Interview with Levine, August 15, 2008

Musician Diana Levine is at the center of a case that has implications for everyone who has ever taken a prescription medicine.

On November 3, her case goes before the U.S. Supreme Court, brought by drug maker Wyeth. It will test whether corporations have blanket immunity from lawsuits when their product is approved by the government, something called federal preemption.

The case for and against federal preemption is covered in a previous story on Levine on IB News.

The approval in this case came from the FDA for a drug Levine was given in the emergency room in April 2000.

When she went into the ER for treatment of a migraine, in addition to a medication to treat the migraine she was given another medication called Phenergan made by Wyeth to stop the nausea. 
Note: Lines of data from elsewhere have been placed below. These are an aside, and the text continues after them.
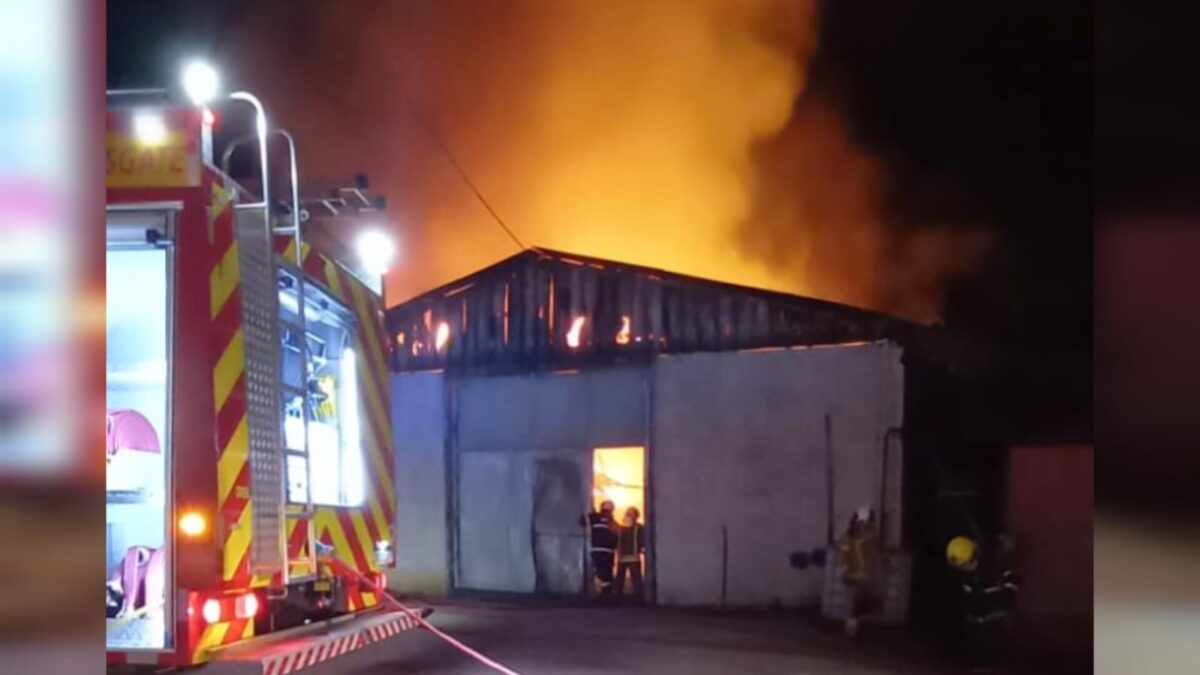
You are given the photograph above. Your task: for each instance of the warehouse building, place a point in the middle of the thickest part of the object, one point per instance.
(748, 425)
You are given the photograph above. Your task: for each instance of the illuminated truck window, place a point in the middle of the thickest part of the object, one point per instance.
(321, 390)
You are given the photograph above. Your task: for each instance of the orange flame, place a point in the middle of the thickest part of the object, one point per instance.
(443, 336)
(576, 332)
(623, 334)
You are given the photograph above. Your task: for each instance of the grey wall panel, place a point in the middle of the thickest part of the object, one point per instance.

It was delivered by an IV push that injects the drug through an existing peripheral IV line. Previously during hospitalizations she had received the drug intramuscularly through a shot in the butt.  

Today she wishes she had stuck with the nausea.

The label for Phenergan does not indicate it can be administered by IV push. In the hospital, Levine was still in pain. Eventually doctors removed her hand because of gangrene. In a second procedure they took the right arm up to below the elbow. She has a prosthetic arm now, but making music became difficult if not impossible. 

Many people think when you win a lawsuit you are transported to easy street. But for many such as Levine, the money goes toward ongoing medical expenses.  To date Levine has not seen any of her jury award of more than $6 million that resulted from her lawsuit against Wyeth. But that doesn’t stop the medical bills, many of which she says are past due.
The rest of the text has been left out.